[stylist] stylist Digest, Vol 80, Issue 13
Kerry Thompson
kethompson1964 at gmail.com
Tue Dec 14 21:27:01 UTC 2010
Hi friends,
As I told Robert, Priscilla's death came as a great shock to me, as
apparently it did to everyone else here. May she rest in peace. She will
certainly be missed.
Robert:
Clement Clarke Moore (July 15, 1779 – July 10, 1863) is generally
considered to be the author of "A Visit from St. Nicholas".
He was born on July 15, 1779 to Benjamin Moore and Charity Clarke.[1]
Clement Clarke Moore was a graduate of Columbia College (1798), where he
earned both his B.A. and his M.A..
In 1820, Moore helped Trinity Church organize a new parish church, St.
Lukes in the Fields, on Hudson Street,[2] and the following year he was
made professor of Biblical learning at the General Theological Seminary
in New York, a post that he held until 1850. The ground on which the
seminary now stands was his gift.[3]
From 1840 to 1850, he was a board member of the New York Institution
for the Blind at 34th Street and Ninth Avenue, which is now the New York
Institute for Special Education. He compiled a Hebrew and English
Lexicon (1809), and published a collection of poems (1844). Upon his
death in 1863 at his summer residence in Newport, Rhode Island, his
funeral was held in Trinity Church, Newport, where he had owned a pew.
Then his body was interred in the cemetery at St. Luke in the Fields.
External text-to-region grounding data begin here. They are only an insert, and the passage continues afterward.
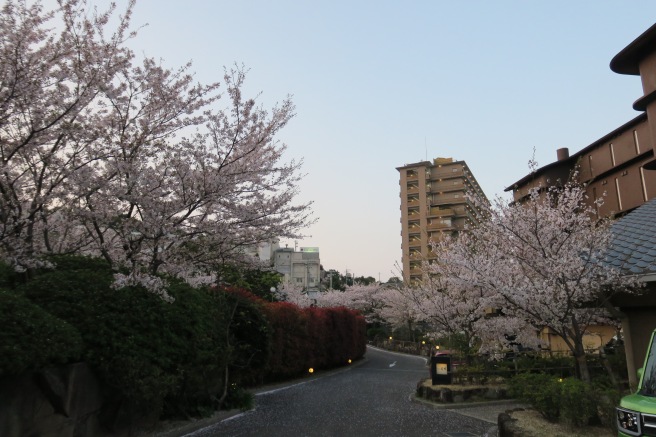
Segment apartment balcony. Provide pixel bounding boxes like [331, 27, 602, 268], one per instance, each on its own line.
[409, 267, 423, 276]
[427, 207, 454, 218]
[427, 222, 454, 231]
[406, 172, 418, 181]
[451, 205, 467, 216]
[407, 198, 420, 207]
[406, 185, 419, 194]
[430, 181, 466, 192]
[428, 169, 464, 181]
[430, 197, 466, 207]
[409, 252, 422, 260]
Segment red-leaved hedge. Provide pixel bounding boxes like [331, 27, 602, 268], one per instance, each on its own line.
[263, 302, 366, 381]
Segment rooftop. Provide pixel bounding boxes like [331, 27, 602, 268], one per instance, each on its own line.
[606, 197, 656, 278]
[610, 22, 656, 75]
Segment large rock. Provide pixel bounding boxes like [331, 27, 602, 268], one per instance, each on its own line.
[0, 363, 104, 437]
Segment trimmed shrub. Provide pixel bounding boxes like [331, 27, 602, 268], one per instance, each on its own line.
[0, 290, 82, 376]
[22, 272, 176, 412]
[559, 377, 597, 427]
[219, 287, 271, 386]
[264, 302, 311, 379]
[509, 373, 561, 422]
[594, 386, 622, 432]
[263, 303, 366, 381]
[160, 282, 229, 417]
[511, 354, 576, 378]
[222, 383, 254, 411]
[510, 372, 616, 429]
[19, 256, 228, 418]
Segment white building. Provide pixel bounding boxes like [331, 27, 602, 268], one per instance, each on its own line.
[241, 239, 280, 265]
[273, 246, 321, 291]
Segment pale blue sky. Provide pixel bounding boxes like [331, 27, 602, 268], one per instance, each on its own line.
[113, 0, 653, 280]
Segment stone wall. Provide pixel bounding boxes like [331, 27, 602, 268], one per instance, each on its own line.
[0, 363, 156, 437]
[415, 380, 509, 403]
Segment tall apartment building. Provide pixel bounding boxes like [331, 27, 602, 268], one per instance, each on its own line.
[397, 157, 487, 284]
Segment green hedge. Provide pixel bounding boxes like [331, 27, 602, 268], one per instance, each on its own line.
[18, 257, 231, 417]
[0, 290, 82, 376]
[218, 287, 271, 387]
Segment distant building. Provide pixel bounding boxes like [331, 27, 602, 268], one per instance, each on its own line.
[397, 157, 487, 285]
[240, 238, 280, 265]
[273, 246, 321, 291]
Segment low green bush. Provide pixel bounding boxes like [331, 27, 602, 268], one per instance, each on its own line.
[221, 383, 254, 411]
[509, 373, 561, 422]
[559, 377, 597, 427]
[594, 386, 622, 432]
[0, 290, 82, 376]
[511, 354, 576, 377]
[509, 372, 622, 430]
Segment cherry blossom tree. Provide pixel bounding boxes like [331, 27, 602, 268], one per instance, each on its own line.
[431, 181, 641, 382]
[0, 0, 134, 270]
[0, 0, 314, 295]
[273, 282, 311, 307]
[377, 284, 420, 335]
[318, 283, 385, 321]
[407, 236, 543, 358]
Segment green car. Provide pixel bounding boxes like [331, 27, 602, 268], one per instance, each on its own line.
[617, 329, 656, 436]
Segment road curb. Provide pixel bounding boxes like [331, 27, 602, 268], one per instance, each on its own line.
[412, 395, 524, 412]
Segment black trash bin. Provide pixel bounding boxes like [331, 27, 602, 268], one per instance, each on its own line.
[430, 352, 452, 385]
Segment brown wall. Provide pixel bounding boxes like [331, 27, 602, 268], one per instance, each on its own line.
[513, 116, 655, 218]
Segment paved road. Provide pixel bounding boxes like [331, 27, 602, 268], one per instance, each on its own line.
[185, 346, 498, 437]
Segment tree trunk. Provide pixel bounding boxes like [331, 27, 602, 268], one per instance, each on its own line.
[218, 365, 229, 407]
[599, 346, 620, 390]
[574, 346, 591, 383]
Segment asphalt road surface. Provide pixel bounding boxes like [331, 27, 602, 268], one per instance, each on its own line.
[185, 346, 497, 437]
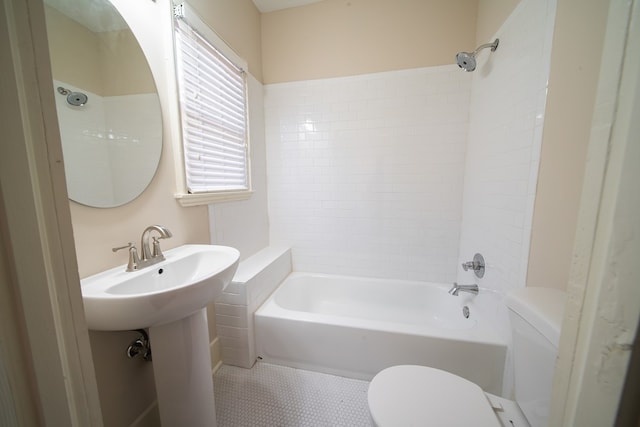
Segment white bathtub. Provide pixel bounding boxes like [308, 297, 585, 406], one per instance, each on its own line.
[255, 272, 507, 394]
On
November 29, 1899, his body was reinterred in Trinity Churchyard
Cemetery in New York.
...
The poem, "arguably the best-known verses ever written by an
American",[5] was first published anonymously in the Troy, New York,
Sentinel on December 23, 1823, and was reprinted frequently thereafter
with no name attached. Moore later acknowledged authorship and the poem
was included in an 1844 anthology of his works[6] at the insistence of
his children, for whom he wrote it.
A Visit from St. Nicholas is largely responsible for the conception of
Santa Claus from the mid-nineteenth century to today, including his
physical appearance, the night of his visit, his mode of transportation,
the number and names of his reindeer, and the tradition that he brings
toys to children. Prior to the poem, American ideas about St. Nicholas
and other Christmastide visitors varied considerably. The poem has
influenced ideas about St. Nicholas and Santa Claus beyond the United
States to the rest of the English-speaking world and beyond.
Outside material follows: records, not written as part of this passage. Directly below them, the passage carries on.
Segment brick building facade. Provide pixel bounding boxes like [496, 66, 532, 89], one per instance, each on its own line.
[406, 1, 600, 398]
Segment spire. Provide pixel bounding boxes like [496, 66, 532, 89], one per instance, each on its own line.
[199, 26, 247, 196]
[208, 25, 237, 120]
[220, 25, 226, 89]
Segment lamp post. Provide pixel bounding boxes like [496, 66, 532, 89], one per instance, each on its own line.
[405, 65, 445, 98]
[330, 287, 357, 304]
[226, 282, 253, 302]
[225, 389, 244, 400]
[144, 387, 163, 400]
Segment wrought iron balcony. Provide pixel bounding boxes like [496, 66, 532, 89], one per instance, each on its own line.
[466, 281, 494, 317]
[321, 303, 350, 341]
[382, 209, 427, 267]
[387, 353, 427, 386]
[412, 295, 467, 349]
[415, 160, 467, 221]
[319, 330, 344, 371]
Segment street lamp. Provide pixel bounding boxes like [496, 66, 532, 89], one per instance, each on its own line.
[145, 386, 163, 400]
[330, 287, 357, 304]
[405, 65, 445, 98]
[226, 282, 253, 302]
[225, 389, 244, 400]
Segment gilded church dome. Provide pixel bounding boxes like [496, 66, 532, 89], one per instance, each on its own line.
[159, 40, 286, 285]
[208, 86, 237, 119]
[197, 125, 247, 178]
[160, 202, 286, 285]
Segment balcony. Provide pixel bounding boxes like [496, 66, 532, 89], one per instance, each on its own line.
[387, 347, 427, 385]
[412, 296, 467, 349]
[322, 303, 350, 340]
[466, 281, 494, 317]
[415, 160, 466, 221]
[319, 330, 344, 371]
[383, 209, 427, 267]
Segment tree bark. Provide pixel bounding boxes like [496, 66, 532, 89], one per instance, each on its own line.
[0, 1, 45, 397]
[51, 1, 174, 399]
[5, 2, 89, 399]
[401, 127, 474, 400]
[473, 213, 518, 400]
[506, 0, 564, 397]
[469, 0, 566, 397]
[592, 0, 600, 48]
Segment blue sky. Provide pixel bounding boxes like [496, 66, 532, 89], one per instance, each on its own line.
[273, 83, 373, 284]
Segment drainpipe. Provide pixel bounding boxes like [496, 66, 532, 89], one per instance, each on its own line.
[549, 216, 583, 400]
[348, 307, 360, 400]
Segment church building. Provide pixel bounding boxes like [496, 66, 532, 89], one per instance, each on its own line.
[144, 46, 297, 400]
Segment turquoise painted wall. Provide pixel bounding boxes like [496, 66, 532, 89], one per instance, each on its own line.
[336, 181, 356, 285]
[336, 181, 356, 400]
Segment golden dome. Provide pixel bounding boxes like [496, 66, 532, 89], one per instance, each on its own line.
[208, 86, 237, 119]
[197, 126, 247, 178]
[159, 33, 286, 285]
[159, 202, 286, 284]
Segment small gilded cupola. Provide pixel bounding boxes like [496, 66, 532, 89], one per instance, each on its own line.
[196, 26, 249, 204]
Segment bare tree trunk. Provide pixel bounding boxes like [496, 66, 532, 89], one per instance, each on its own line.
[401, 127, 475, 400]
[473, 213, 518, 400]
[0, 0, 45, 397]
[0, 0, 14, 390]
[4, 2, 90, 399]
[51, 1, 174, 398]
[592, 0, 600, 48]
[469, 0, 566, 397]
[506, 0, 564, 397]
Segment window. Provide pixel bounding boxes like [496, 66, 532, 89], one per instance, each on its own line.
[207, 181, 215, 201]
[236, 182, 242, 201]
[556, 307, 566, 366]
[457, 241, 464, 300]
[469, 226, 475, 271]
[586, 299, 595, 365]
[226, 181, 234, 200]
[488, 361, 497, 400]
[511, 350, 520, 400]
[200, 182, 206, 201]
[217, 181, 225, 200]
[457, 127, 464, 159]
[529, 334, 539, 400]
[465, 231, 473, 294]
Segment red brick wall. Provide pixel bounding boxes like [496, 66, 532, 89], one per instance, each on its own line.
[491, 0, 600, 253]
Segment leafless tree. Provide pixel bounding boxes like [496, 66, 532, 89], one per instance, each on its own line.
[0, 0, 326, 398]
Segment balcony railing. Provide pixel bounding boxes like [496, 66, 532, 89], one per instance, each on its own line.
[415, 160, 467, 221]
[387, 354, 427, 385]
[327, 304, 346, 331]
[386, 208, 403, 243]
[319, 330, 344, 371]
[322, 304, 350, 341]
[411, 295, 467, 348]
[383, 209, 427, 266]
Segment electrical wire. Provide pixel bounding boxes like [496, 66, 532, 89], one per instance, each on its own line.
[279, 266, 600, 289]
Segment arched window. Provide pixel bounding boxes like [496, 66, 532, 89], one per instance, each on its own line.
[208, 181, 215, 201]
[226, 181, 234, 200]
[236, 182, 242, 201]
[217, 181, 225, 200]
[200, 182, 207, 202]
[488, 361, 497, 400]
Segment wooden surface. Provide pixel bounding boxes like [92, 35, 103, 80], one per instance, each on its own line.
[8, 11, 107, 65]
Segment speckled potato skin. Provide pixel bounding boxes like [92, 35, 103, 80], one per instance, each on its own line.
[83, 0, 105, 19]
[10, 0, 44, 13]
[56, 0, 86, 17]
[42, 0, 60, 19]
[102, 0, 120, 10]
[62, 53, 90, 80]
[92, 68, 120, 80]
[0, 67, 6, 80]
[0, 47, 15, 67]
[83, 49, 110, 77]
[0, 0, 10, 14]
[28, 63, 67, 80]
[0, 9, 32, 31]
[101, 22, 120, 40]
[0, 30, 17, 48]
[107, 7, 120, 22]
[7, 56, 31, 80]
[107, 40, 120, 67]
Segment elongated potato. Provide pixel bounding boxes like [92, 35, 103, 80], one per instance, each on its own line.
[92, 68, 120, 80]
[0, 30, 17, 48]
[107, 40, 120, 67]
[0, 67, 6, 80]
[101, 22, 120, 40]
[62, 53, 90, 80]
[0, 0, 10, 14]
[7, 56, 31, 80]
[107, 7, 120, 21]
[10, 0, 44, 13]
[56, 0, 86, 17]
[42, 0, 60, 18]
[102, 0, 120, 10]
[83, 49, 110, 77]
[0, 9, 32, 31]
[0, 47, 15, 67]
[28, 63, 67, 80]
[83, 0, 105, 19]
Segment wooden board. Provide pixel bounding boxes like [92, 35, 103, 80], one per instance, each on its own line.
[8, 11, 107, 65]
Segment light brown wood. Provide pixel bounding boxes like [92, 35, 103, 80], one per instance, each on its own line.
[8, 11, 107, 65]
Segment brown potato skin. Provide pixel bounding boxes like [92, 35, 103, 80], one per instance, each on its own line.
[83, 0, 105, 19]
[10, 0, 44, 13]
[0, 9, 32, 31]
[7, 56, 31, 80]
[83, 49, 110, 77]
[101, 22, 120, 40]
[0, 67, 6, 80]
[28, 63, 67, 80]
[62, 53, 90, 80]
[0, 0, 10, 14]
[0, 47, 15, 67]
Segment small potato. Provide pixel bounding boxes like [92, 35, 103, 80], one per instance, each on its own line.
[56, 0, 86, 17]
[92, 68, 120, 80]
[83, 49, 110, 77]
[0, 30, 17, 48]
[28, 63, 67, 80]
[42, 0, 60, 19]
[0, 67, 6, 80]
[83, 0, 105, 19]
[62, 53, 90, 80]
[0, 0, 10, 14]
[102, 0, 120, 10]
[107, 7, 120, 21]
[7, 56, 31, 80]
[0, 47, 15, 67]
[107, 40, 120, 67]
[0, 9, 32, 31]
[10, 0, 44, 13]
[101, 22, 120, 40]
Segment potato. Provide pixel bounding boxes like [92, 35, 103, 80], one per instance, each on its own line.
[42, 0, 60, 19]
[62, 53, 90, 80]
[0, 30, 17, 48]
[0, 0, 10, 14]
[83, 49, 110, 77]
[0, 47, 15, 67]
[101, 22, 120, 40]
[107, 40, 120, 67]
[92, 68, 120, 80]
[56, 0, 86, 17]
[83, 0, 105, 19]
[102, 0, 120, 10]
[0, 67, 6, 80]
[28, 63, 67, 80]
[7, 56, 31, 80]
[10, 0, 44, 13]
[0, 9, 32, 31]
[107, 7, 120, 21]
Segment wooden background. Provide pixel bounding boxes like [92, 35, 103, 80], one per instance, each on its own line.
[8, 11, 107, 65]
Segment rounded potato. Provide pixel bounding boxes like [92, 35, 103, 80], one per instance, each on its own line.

Moore's connection with the poem has been questioned by Professor Donald
Foster, an expert on textual content analysis, who used external and
internal evidence to argue that Moore could not have been the author.[7]
Major Henry Livingston, Jr., a New Yorker with Dutch and Scottish roots,
is considered the chief candidate for authorship, if Moore did not write
it. Livingston was distantly related to Moore's wife.[7]
http://en.wikipedia.org/wiki/Clement_Clarke_Moore
I don't know when Brits and Americans diverged in their Christmas
salutation, but obviously after Moore's time. It would be interesting to
find out, but I have no idea how to go about doing so.